Within Democratic circles, opinions on Emanuel range from reluctant admiration to outright hostility. Establishment figures like David Axelrod and Doug Sosnik acknowledge his qualifications and strategic prowess. They see him as a street fighter who knows how to win elections and govern effectively.
“Who has more relevant experience?” Axelrod asked in Politico. “He understands how to win and speaks bluntly in an idiom that most folks understand.”
But progressives? They hate him. He’s despised for his centrist economic policies, his clashes with unions, and his handling of the Laquan McDonald police shooting in Chicago, which critics say exposed his willingness to suppress information to maintain power. To the left, he represents everything wrong with the Democratic Party: a backroom dealer, an ally of corporate interests, and an architect of the old, Clinton-era politics they want to leave behind.
He also has a problem with Black voters, who are critical to winning the Democratic primary. His connection to Obama may be decades old, but his record in Chicago looms larger. “I’m not sure people in South Carolina know or care who Rahm Emanuel is,” said Gilda Cobb-Hunter, a longtime South Carolina Democratic lawmaker. “His connection to Barack Obama is decades old. We’re in a different time.”
What Do Republicans Think?
Republicans loathe Emanuel—but they also respect him. He’s the rare Democrat who plays hardball, something GOP operatives quietly acknowledge as a threat. As a political tactician, he understands opposition strategy better than most of his peers.

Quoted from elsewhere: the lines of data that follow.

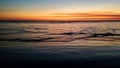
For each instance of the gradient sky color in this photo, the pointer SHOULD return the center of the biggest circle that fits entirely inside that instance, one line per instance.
(59, 9)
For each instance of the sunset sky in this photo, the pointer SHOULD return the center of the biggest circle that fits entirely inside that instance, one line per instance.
(59, 9)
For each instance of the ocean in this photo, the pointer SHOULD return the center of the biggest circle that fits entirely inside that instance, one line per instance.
(76, 43)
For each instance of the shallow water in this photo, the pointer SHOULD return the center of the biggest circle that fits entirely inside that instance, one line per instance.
(59, 42)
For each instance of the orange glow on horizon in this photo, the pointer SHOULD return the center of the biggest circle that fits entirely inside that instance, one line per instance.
(64, 16)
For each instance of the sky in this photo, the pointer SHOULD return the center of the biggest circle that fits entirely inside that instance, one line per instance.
(59, 9)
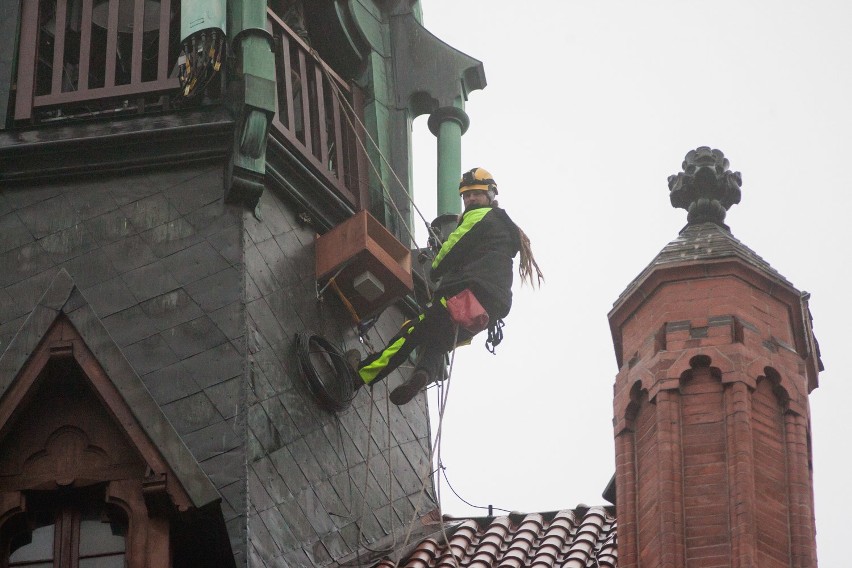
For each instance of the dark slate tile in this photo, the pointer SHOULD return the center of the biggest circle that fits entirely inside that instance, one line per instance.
(371, 530)
(23, 262)
(297, 521)
(274, 485)
(150, 354)
(150, 212)
(229, 243)
(314, 511)
(109, 297)
(9, 308)
(410, 465)
(228, 397)
(170, 309)
(170, 384)
(303, 412)
(215, 365)
(217, 290)
(230, 320)
(263, 548)
(226, 468)
(252, 292)
(256, 230)
(307, 462)
(335, 545)
(259, 271)
(149, 281)
(342, 442)
(350, 534)
(318, 554)
(332, 503)
(265, 323)
(194, 193)
(324, 452)
(280, 419)
(93, 199)
(129, 253)
(8, 330)
(24, 195)
(276, 371)
(194, 263)
(193, 337)
(279, 265)
(129, 326)
(278, 217)
(50, 216)
(258, 496)
(133, 188)
(28, 292)
(5, 206)
(298, 559)
(90, 268)
(171, 237)
(213, 440)
(263, 429)
(68, 243)
(191, 413)
(287, 467)
(234, 495)
(14, 232)
(110, 227)
(214, 217)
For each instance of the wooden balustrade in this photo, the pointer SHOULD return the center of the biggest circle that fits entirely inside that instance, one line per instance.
(80, 54)
(316, 114)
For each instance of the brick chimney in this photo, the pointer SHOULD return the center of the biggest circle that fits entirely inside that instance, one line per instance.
(716, 359)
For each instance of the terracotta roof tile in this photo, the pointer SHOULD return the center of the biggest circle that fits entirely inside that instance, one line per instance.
(580, 538)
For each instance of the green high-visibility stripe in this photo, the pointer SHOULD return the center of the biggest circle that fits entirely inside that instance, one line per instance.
(470, 219)
(368, 372)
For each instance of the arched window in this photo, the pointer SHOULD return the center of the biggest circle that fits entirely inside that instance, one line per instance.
(73, 529)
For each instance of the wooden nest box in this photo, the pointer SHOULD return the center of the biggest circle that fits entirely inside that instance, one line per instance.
(370, 266)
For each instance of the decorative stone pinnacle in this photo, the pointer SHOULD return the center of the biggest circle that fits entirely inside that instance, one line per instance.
(706, 188)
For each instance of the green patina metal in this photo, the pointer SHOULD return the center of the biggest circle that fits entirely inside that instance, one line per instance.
(448, 124)
(252, 98)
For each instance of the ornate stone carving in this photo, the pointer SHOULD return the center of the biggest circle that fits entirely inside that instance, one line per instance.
(706, 188)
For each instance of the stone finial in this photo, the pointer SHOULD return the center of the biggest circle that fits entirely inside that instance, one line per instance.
(706, 188)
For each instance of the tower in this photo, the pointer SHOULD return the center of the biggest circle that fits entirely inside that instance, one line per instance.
(716, 359)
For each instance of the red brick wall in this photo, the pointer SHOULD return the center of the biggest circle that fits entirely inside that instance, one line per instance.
(711, 426)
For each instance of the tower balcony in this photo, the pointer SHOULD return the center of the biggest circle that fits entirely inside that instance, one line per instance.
(84, 60)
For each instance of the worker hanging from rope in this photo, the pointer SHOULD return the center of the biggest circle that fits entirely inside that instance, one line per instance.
(474, 264)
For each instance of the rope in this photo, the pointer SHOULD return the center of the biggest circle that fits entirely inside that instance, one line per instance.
(337, 396)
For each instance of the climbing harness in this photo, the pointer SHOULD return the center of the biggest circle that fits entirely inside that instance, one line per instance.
(495, 336)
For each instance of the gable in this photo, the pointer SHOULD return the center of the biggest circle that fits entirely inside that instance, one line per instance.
(64, 332)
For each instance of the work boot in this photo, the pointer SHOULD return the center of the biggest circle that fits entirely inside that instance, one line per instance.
(353, 359)
(409, 389)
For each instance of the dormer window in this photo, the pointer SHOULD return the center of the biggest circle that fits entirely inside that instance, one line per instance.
(66, 529)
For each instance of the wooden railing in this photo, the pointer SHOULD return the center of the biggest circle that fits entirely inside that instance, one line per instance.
(75, 53)
(316, 114)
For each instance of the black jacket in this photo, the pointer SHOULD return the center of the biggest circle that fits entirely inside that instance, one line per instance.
(478, 255)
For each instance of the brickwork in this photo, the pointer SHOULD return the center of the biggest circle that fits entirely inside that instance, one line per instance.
(712, 420)
(178, 278)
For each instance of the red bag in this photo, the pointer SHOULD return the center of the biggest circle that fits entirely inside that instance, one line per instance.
(466, 311)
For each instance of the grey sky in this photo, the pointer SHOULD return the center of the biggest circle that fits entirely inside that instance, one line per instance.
(590, 106)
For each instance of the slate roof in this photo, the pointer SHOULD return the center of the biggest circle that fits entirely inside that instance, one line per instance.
(579, 538)
(702, 242)
(64, 298)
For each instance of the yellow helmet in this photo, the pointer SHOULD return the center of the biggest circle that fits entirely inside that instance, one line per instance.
(477, 179)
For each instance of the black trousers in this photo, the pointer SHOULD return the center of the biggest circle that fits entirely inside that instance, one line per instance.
(433, 332)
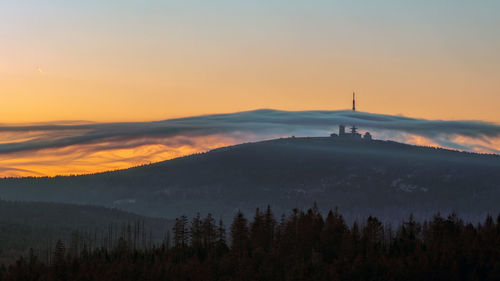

Some Republicans, particularly those in the moderate wing, might even prefer him over a more progressive alternative. But make no mistake: if Emanuel becomes the Democratic nominee, conservatives will paint him as the ultimate swamp creature—an elite insider whose deep ties to Wall Street, Hollywood, and international powerbrokers make him an easy target.
The Likely Path Forward
Emanuel faces steep challenges. He’s out of step with the progressive wing of his party, carries a reputation for being abrasive, and has never run for national office. But he’s also relentless, deeply connected, and perfectly suited for a media-driven campaign where soundbites and ruthless messaging are king.
At worst, a presidential run positions him for a high-level cabinet post—perhaps Secretary of State or Defense—under a future Democratic administration. At best? He claws his way through the primary, takes the fight to Republicans, and wins.
One thing is certain: if Rahm Emanuel runs, it won’t be dull.
NP Editor: This is a guy who specializes in manipulation, public perception, political operations and in general the worst part of politics. He is brilliant, but brilliant more like a Bond villain. I don’t know if he can gain traction, but if he wins, America is in deep trouble.